The pocket watch, which Constance Bookbinder, 81, is holding in her hand, is engraved with a name famous like her own — Graf Zeppelin.
It belonged to her father, Louis F. Cunningham, who was director of public relations for Atlantic City for decades before and after World War II.
Her dad told her that he happened to be at Lakehurst, N.J.. that fateful day in May 1937, and witnessed history — the explosion and crash of the world’s fastest zeppelin, the Hindenburg, that killed 36 people. WLS radio reporter Herbert Morrison’s legendary broadcast, including the words, “Oh, the humanity!”, told the world what had happened.
Constance believes her father was given the watch as a souvenir before the crash. The front shows a zeppelin superimposed over a globe. The reverse is engraved to commemorate two “trail blazers” — the Graf Zeppelin, which went around the world in 1929, and the 16th century explorer Magellan.
When Constance found the striking timepiece in a drawer in her Haverford home, she wondered what it might be worth and what she might do with it. She is not looking for money; she wants to place it where it will be appreciated.
Constance called me for help, and I went to her home, where she has lived since her husband’s death about a dozen years ago.
She is not happy rattling around in the four-bedroom condo, and wants to live in Center City. As soon as she can sell the condo, “I’m going to a retirement home right across from the cathedral,” she tells me.
Constance looks like a leading lady from a 1940s movie, and often sounds likes she’s reading from a script. She was born in Atlantic City, “and so was my mother and her mother and all the other relatives, on that tiny spit of sand,” she says. “Atlantic City was the playground of the world.”
After college, she moved to New York. “I had a job at Young & Rubicam, the second-largest ad agency in the world. I had a date every night,” she says, without bragging.

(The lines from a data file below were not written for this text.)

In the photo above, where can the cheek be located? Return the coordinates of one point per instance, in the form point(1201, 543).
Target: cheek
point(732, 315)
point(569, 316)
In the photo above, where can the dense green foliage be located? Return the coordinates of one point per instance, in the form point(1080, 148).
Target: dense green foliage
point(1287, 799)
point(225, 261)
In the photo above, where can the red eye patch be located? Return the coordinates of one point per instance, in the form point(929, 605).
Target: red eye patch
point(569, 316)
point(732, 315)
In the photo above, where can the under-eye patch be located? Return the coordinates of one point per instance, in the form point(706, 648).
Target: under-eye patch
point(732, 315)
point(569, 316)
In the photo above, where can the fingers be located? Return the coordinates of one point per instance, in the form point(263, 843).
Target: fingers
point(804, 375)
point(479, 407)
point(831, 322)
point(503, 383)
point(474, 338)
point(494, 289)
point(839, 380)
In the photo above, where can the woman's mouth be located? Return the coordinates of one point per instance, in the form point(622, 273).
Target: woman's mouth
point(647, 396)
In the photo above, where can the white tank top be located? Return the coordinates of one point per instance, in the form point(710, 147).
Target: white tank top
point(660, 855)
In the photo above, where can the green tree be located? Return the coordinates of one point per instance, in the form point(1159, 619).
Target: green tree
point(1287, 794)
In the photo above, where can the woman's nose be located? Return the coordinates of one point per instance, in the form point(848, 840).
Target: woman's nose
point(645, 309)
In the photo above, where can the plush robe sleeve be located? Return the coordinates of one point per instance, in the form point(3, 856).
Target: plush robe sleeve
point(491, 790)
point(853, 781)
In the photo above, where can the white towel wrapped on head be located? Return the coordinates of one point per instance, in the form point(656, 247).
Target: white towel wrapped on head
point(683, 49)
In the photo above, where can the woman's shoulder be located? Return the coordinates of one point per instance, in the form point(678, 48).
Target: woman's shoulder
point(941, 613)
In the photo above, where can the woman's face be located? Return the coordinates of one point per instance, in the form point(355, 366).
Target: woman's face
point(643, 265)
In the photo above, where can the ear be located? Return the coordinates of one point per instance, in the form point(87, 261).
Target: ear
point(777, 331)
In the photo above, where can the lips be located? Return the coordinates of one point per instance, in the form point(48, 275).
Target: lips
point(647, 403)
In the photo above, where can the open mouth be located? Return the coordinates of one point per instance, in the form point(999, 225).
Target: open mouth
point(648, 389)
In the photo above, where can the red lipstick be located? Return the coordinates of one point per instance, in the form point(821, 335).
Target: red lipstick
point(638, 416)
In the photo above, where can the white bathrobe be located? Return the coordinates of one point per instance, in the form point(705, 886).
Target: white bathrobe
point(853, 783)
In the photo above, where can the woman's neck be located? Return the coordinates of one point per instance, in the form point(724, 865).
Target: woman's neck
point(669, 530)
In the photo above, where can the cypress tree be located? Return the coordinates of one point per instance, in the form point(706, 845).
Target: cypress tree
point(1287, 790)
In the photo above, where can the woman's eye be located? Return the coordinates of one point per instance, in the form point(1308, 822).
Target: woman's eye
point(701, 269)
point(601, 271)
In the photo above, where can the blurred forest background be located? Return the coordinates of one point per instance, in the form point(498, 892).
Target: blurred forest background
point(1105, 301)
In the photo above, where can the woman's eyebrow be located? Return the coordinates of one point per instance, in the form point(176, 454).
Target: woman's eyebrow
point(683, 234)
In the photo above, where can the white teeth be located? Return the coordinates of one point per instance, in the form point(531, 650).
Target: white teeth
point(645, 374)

In 1960, she married Samuel C. Bookbinder, of the restaurant family, who brought her to Philadelphia. She was 23.
They had two boys and a girl, and once the children were in school, Constance became a model at John Wanamaker across from City Hall, doing what we today call greeting. Using her model voice, she says to me, “Good afternoon, sir. Today we are having a sale of Omar ties in the men’s department.” She smiles warmly.
“They kept me for 30 years,” she says, and you know they were happy years.
Sam’s Jewish father — known as “Murph” — married a Catholic woman. Sam was raised Catholic and married Constance at St. Patrick’s Cathedral in New York City.
Because of religious intolerance in the family, Murph was exiled from the original Bookbinder’s restaurant at 125 Walnut St. in Old City, Constance tells me. He retaliated by opening Bookbinder’s Seafood House at 215 S. 15th St. in Center City in 1935, sealing the schism in the family.
The business at 125 Walnut was bought in 1945 by John M. Taxin, whose family owned it until it closed in 2009. Constance’s husband remained connected with the 15th Street restaurant until his death. It closed in 2004.
Doing online research, I learned that her Graf Zeppelin timepiece is part of a series of watches that promoted the German dirigibles. They sell for between $200 and $1,200 depending on condition.
I called the National Air and Space Museum in D.C. and the Franklin Institute to ask if either had any interest in the pocket watch. The Air and Space Museum says it wants only “unique” items, and the institute, which displays both aeronautics and watches, was not interested.
When Constance goes to her Center City retirement home, it looks like the watch will be going with her.